If the coin is not fair, the outcome of future flipping can be either (i.) anticipated intuitively by observing the whole sequence of sides shown in the past in search for the possible patterns and repetitions, or (ii.) guessed instantly from the side just showed up. In our brain, the stored routines and patterns making up our experience are managed by the basal
ganglia, and
insula, highly sensitive to any change, takes care of our present awareness and might feature the guess on the coin toss outcome [
7]. Trusting our gut, we unconsciously look for patterns in sequences of shown sides,
a priori perceiving any coin as unfair.
In the present paper, we propose the information theoretic study of the most general models for “integer” and fractional flipping a biased coin. We show that these stochastic models are singular (along with many other well-known stochastic models), and therefore their parameters—the side repeating probabilities—cannot be inferred from assessing frequencies of shown sides (see
Section 2 and
Section 4). In
Section 3, we demonstrate that some uncertainty about the coin flipping outcome can nevertheless be resolved from the presently shown side and the sequence of sides occurred in the past, so that the actual level of uncertainty attributed to flipping a biased coin can be lower than assessed by entropy.
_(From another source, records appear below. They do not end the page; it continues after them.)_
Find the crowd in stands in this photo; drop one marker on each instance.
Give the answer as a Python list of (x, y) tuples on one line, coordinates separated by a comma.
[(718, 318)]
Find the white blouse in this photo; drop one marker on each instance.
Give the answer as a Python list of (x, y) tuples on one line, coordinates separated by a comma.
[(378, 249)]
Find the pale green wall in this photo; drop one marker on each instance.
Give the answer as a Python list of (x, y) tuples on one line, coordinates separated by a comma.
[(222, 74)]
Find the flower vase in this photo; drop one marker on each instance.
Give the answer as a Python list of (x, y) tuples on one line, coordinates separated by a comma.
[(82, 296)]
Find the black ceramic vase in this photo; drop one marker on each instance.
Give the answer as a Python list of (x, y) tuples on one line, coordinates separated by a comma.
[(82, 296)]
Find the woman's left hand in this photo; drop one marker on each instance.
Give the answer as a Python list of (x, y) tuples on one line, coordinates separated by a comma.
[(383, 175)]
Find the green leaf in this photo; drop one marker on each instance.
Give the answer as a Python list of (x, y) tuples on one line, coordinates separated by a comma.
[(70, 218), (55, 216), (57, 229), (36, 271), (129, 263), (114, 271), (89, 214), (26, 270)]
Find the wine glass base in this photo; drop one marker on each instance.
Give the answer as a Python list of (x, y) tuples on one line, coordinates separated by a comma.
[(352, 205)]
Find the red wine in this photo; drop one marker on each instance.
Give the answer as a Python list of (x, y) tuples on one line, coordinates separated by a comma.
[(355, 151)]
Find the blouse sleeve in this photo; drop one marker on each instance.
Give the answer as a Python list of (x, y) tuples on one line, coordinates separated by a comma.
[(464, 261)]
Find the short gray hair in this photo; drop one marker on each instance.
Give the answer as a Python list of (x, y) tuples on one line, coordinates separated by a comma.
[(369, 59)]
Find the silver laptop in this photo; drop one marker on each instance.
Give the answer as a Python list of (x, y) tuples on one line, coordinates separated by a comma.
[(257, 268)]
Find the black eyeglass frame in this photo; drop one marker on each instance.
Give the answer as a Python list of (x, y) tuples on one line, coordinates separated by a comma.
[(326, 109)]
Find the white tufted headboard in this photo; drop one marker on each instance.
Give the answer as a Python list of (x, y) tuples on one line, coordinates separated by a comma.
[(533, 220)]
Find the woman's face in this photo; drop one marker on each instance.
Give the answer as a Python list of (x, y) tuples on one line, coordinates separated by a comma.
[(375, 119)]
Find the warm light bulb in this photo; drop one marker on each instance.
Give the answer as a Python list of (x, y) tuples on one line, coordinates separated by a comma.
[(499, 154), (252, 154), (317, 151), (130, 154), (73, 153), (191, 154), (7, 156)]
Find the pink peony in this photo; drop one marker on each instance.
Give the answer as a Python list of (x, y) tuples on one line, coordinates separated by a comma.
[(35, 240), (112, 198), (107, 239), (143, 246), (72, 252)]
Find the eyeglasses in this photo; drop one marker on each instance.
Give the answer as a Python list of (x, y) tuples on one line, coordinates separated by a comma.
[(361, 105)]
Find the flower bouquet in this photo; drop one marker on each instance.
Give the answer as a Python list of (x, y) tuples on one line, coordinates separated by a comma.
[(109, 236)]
We suggest that the entropy function can therefore be decomposed into the predictable and unpredictable information components (
Section 3). Interestingly, the efficacy of the side forecasting strategies (i.) and (ii.) mentioned above can be quantified by the distinct information theoretic quantities—the excess entropy and conditional mutual information, respectively (
Section 3). The decomposition of entropy into the predictable and unpredictable information components is justified rigorously at the end of
Section 3.
In
Section 4, we introduce a backward-shift Markov chain transition matrix generalizing the standard “integer” coin flipping model for fractional order flipping. Namely, the
fractional order Markov chain is defined as a convergent infinite binomial series in the “integer”-order transition matrix that assumes strong coupling between the chain states (coin tossing outcomes) at different times. The fractional backward shift transition operator
does not reflect any physical process.
On the one hand, our fractional coin-tossing model is intrinsically similar to the
fractional random walks introduced recently in [
8,
9,
10,
11,
12] in the context of Markovian processes defined on networks. In contrast to the normal random walk where the walker can reach in one time-step only immediately connected nodes, the fractional random walker governed by a fractional Laplacian operator is allowed to reach any node in one time-step dynamically introducing a small-world property to the network. On the other hand, our fractional order Markov chain is closely related to the
Autoregressive Fractional Integral Moving Average (ARFIMA) models [
13,
14,
15], a fractional order signal processing technique generalizing the conventional integer order models—autoregressive integral moving average (ARIMA) and autoregressive moving average (ARMA) model [
16]. In the context of time series analysis, the proposed fractional coin-flipping model resolves the fractional order time-backward outcomes (i.e.,
memories [
17,
18,
19,
20,
21]) as the moving averages over all
future states of the chain—that explains the title of our paper. We also show that the side repeating probabilities considered independent of each other in the standard, “integer” coin-tossing model appear to be entangled with one another as a result of strong coupling between the future states in fractional flipping. Finally, we study the evolution of the predictable and unpredictable information components of entropy in the model of fractional flipping a biased coin (
Section 5). We conclude in the last section.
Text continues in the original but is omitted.